Mrs. Roemerfeld - 1982?

Conditions in Cattle Car

How--can you describe that for me, how many people were in the car um, how...

It was standing room only and if not pushed one on top of the other. And there were no uh, facilities for restrooms or anything like that. It was horrible.

They closed the doors on you.

Oh yes. There were only small openings uh, like uh, gate uh, little gate, you know, type window uh, enough to breathe, if you called that breathing.

And um, you were all together at that time?

Oh yes.

Were any other members of your family with you? Your cousins?

Well, my, my family from my father's side and my mother's side. But we were all separated, pushed, you know, in and not knowing where anybody is.

Was it hard to stay together, the three of you?

It wasn't hard until we got to Auschwitz.

And how did you go to the bathroom in the cattle cars?

Uh, don't you think that's a little silly to ask?
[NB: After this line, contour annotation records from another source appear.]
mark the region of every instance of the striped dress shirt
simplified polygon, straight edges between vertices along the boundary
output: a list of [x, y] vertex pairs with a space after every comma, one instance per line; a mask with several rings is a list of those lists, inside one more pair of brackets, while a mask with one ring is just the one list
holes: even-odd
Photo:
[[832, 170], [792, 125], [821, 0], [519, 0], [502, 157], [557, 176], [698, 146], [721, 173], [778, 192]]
It was done...

Were there...

...right there.

There were no barrels or anything?

It as a barrel but it wasn't enough and it was awful.
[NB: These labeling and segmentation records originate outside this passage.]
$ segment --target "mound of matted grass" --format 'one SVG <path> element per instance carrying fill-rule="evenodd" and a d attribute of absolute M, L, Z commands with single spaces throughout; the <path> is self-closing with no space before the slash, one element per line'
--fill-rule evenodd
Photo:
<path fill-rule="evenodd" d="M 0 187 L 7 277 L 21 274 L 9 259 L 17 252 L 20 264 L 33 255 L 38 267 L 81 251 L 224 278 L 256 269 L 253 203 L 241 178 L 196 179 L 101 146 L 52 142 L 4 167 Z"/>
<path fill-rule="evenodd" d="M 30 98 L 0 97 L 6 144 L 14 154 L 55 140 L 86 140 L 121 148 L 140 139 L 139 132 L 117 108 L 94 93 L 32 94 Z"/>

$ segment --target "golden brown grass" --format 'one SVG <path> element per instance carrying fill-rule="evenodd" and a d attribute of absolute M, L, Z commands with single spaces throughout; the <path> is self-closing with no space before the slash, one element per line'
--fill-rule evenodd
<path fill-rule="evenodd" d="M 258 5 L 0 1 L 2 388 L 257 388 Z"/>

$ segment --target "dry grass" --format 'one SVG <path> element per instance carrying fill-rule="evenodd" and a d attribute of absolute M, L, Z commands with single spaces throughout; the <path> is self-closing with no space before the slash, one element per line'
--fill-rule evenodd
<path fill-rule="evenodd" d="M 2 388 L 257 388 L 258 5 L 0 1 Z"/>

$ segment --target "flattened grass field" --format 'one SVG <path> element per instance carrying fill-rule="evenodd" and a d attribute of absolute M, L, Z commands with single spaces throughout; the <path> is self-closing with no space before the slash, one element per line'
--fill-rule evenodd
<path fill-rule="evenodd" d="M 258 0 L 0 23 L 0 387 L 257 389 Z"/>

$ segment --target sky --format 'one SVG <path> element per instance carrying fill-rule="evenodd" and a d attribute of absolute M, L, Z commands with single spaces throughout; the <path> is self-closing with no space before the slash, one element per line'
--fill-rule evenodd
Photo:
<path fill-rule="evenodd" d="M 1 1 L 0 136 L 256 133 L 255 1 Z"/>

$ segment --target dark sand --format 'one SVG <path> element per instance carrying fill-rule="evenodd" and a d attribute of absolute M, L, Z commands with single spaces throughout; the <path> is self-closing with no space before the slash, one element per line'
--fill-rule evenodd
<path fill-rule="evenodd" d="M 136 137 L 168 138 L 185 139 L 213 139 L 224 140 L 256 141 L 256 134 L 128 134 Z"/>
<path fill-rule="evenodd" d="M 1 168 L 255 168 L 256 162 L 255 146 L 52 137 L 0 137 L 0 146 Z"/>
Did they stop the trains to empty the barrels that...

No, no.

Was there every any water being served there.

No, they--we were told to take water with us. And uh, everybody...

Who told you that?

Uh, I remember I used to drink from a bottle, you know, a big bottle. We did not stop.

And how long were you on the train?

L...like I said, it was a long time, it must have been three or four days because it was a long ways from our home town and that was near Katowitz uh, pardon me, it was Krakow, near Krakow. So it's like the other side of Poland.

The other end of Poland.

Yeah. Title:Arrival in Auschwitz-Birkenau

Okay uh, when you arrived to Auschwitz, did you know you were in Auschwitz?
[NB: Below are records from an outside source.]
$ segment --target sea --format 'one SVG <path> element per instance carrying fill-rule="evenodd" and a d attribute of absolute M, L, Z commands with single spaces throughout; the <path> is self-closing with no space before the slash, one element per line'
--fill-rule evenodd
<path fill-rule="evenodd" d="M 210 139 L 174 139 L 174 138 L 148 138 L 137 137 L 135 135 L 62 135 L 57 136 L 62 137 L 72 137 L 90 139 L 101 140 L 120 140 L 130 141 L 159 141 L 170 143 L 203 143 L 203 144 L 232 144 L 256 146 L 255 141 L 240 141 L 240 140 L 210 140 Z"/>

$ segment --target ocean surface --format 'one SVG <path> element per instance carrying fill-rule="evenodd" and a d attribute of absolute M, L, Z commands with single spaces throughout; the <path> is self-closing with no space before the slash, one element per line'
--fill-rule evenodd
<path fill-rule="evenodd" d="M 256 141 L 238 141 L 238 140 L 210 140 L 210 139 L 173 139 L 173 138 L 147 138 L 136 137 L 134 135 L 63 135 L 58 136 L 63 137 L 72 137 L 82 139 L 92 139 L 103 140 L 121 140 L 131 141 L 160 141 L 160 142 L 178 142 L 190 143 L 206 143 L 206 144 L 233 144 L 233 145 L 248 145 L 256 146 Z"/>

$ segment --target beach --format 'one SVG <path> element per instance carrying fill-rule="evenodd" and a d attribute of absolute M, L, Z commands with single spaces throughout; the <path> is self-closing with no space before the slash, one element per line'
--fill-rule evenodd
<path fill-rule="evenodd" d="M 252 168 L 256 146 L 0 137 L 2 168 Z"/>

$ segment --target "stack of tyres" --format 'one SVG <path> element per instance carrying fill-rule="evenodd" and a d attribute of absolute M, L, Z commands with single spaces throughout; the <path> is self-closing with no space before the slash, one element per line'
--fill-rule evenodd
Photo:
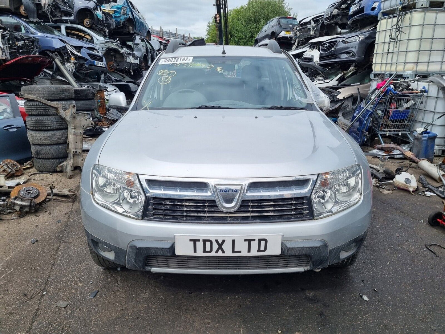
<path fill-rule="evenodd" d="M 94 118 L 97 109 L 97 102 L 95 98 L 96 90 L 93 88 L 74 88 L 76 111 L 82 113 Z"/>
<path fill-rule="evenodd" d="M 22 93 L 60 102 L 63 109 L 74 103 L 74 92 L 71 86 L 24 86 Z M 57 114 L 55 108 L 32 100 L 26 101 L 24 107 L 28 115 L 26 125 L 34 167 L 39 171 L 56 171 L 57 166 L 66 160 L 68 155 L 68 124 Z"/>

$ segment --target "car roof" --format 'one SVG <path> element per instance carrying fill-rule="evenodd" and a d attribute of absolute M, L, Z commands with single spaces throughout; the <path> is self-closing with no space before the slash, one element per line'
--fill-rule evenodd
<path fill-rule="evenodd" d="M 184 46 L 179 48 L 171 53 L 165 52 L 161 57 L 170 58 L 177 57 L 198 57 L 204 56 L 221 56 L 222 45 L 202 45 L 199 46 Z M 267 48 L 257 48 L 254 46 L 225 45 L 225 57 L 257 57 L 285 58 L 284 53 L 275 53 Z"/>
No, no. Nobody knew. Uh, like I say, we went off the train, they chased us off, they hollered, "Get off, get off!" and uh, they separated us. And uh, we marched in to the ca...uh, to Birkenau, which it was three miles from uh, the station, approximately three miles. And uh, we came there and we saw the sign on the front of the camp, "Arbeit macht das Leben ist," you know w...you know what I mean by that, uh...

Work makes good...

Life free.

Life free.

And uh, we were marched in and we were taken into a shower. And uh, after the shower we were shaved off completely, I mean completely. And put the tattoo on, one by one, I remember crying and as you see that was put in with a needle one at a time, you know.

The number on your arm reads 27356.

Right. And this stands for Jew.

The triangle.

The triangle stands for Jew. At the time there were a lot of uh, uh, gypsies and also Russians in the camp and uh, non-Jews were in the camp. So they wanted to have determined which are Jews. But uh, that's what I was told. I really don't know the reason why they put the triangle.

Do you remember when the doors to the train were opened and what did you see?

Well, to me it was like I'm going to be free again, because it was uh, horrible to be sitting in those trains. And didn't realize what was going on, it was just another preview of uh, running and the war is broken out again or whatever. We were too young to know.

You came out with your mother and your brother together from the cars. And were there dogs and...

Yes, this I remember, I'll never forget. Dogs like that, the German Shepherds. And uh, they made us stay in line, they were trained for that. If not, they were biting. And all through uh, my staying in Auschwitz I had the German Shepherds near my side because we had to march in line. And we had to sing it the way they wanted us whether we could or not.

What did you sing?

German songs. They made us repeat after them. That was only when we worked in Kanada. As I mentioned to you I worked in uh, Kanada. That was already uh, the best part of my stay in Auschwitz, because before that it was just horror.